Let \(p=2\), a  Lie superalgebra \({{\mathfrak {g}}}\) have a  2|4-structure, and \(\mathbf{F }({{\mathfrak {g}}})\) be the Lie algebra one gets from \({{\mathfrak {g}}}\) by forgetting the squaring and considering only brackets by setting \([x,x]:=2x^2=0\) for x odd. Then, \(\mathbf{F }({{\mathfrak {g}}})\) has a  2-structure given by

$$\begin{aligned}&\text {the ``2'' part of }2|4\text {-structure on }{{\mathfrak {g}}}_{{\bar{0}}};\nonumber \\&\text {the squaring on }{{\mathfrak {g}}}_{{\bar{1}}}\text {, i.e., }x^{[2]}:=x^{2};\nonumber \\&\text {the rule }(x+y)^{[2]}:={\left\{ \begin{array}{ll}x^{[2]}+y^{[2]}+[x,y]&{}\text {if } x, y\in {{\mathfrak {g}}}_{{\bar{0}}},\\ x^{2}+y^{[2]}+[x,y]&{}\text {if }x\in {{\mathfrak {g}}}_{{\bar{1}}}, y\in {{\mathfrak {g}}}_{{\bar{0}}},\\ x^{2}+y^{2}+[x,y]&{}\text {if }x, y\in {{\mathfrak {g}}}_{{\bar{1}}}.\\ \end{array}\right. } \end{aligned}$$

(29)

(Actually, the first and the third cases in (29) are redundant. If x and y are both in \({{\mathfrak {g}}}_{{\bar{0}}}\) or both in \({{\mathfrak {g}}}_{{\bar{1}}}\), then \(x+y\) is homogenous, and \((x+y)^{[2]}\) in \(\mathbf{F }({{\mathfrak {g}}})\) is already given by \((x+y)^{[2]}\) or \((x+y)^{2}\), accordingly.) So one can say that if \(p=2\), then the restricted Lie superalgebra (i.e., the one with a  2|4-structure) also has a 2|2-structure which is defined even on inhomogeneous elements (unlike p|2p-structures). In future, for Lie superalgebras with 2|2-structure, we write \(x^{[2]}\) instead of \(x^{2}\) for any odd or inhomogeneous \(x\in {{\mathfrak {g}}}\).

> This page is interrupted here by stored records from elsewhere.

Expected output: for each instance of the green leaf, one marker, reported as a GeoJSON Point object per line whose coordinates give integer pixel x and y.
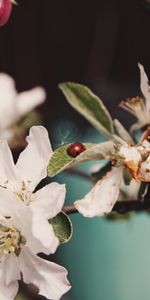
{"type": "Point", "coordinates": [123, 133]}
{"type": "Point", "coordinates": [88, 105]}
{"type": "Point", "coordinates": [62, 227]}
{"type": "Point", "coordinates": [61, 160]}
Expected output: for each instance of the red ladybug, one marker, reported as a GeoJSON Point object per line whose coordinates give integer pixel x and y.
{"type": "Point", "coordinates": [75, 149]}
{"type": "Point", "coordinates": [5, 11]}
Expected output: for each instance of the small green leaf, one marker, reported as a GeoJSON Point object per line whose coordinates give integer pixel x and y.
{"type": "Point", "coordinates": [123, 133]}
{"type": "Point", "coordinates": [61, 160]}
{"type": "Point", "coordinates": [62, 227]}
{"type": "Point", "coordinates": [88, 105]}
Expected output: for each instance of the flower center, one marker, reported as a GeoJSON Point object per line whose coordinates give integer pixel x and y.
{"type": "Point", "coordinates": [24, 195]}
{"type": "Point", "coordinates": [11, 240]}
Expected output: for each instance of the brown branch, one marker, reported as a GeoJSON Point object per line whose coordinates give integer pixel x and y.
{"type": "Point", "coordinates": [121, 207]}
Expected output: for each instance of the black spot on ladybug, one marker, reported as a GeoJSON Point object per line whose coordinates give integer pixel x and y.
{"type": "Point", "coordinates": [75, 149]}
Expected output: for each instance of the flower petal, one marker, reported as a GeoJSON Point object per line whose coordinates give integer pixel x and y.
{"type": "Point", "coordinates": [102, 197]}
{"type": "Point", "coordinates": [33, 161]}
{"type": "Point", "coordinates": [7, 166]}
{"type": "Point", "coordinates": [8, 111]}
{"type": "Point", "coordinates": [42, 231]}
{"type": "Point", "coordinates": [49, 200]}
{"type": "Point", "coordinates": [144, 87]}
{"type": "Point", "coordinates": [9, 274]}
{"type": "Point", "coordinates": [27, 101]}
{"type": "Point", "coordinates": [36, 230]}
{"type": "Point", "coordinates": [50, 278]}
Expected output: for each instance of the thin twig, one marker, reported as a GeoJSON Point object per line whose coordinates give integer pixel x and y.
{"type": "Point", "coordinates": [121, 207]}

The analog of sufficient condition 2) of Remarks 6.1.1 holds.

6.4.1 Restricted Modules

A \({{\mathfrak {g}}}\)-module M corresponding to a  representation \(\rho \) of the Lie superalgebra \({{\mathfrak {g}}}\) with 2|2-structure is said to be restricted or having a  2|2-structure if

$$\begin{aligned} \rho (x^{[2]})=(\rho (x))^{2} \quad \text {for any }x \in {{\mathfrak {g}}}. \end{aligned}$$

6.5 Restrictedness of Lie (super)algebras with Cartan Matrix, and of Their Relatives

Let R be the set of all roots of \({{\mathfrak {g}}}\) and \({\mathfrak {h}}\) the maximal torus.

6.5.1 Proposition

Bouarroudj et al. (2015) (1) If \(p>2\) (or \(p=2\) and \(A_{ii}\ne {{\bar{1}}}\) or 1 for any i) and \({{\mathfrak {g}}}(A)\) is a  Lie (super)algebra, then \({{\mathfrak {g}}}(A)\) has a  p-structure (resp. p|2p-structure) such that

$$\begin{aligned}&(x_\alpha )^{[p]}=0\text { for any even }\alpha \in R\text { and }x_\alpha \in {{\mathfrak {g}}}_\alpha ,\nonumber \\&(x_\alpha )^{[2p]}=0\text { for any odd }\alpha \in R\text { and }x_\alpha \in {{\mathfrak {g}}}_\alpha ,\nonumber \\&{\mathfrak {h}}^{[p]}\subset {\mathfrak {h}}. \end{aligned}$$

(30)

(2) If \(A_{ij}\in {\mathbb {Z}}/p\) for all i, j, then the derived Lie (super)algebra \({{\mathfrak {g}}}^{(1)}(A)\) inherits the p-structure (resp. p|2p-structure) of \({{\mathfrak {g}}}(A)\) (assuming \({{\mathfrak {g}}}(A)\) has one), and we can make the 3rd line of Eq. (30) precise:

$$\begin{aligned} h_i^{[p]}=h_i\text { for any basis element }h_i\in {\mathfrak {h}}. \end{aligned}$$

(31)

(3) The quotient modulo center of any Lie (super)algebra \({{\mathfrak {g}}}\) with a p-structure (resp. p|2p-structure) always inherits the p-structure (resp. p|2p-structure) of \({{\mathfrak {g}}}\).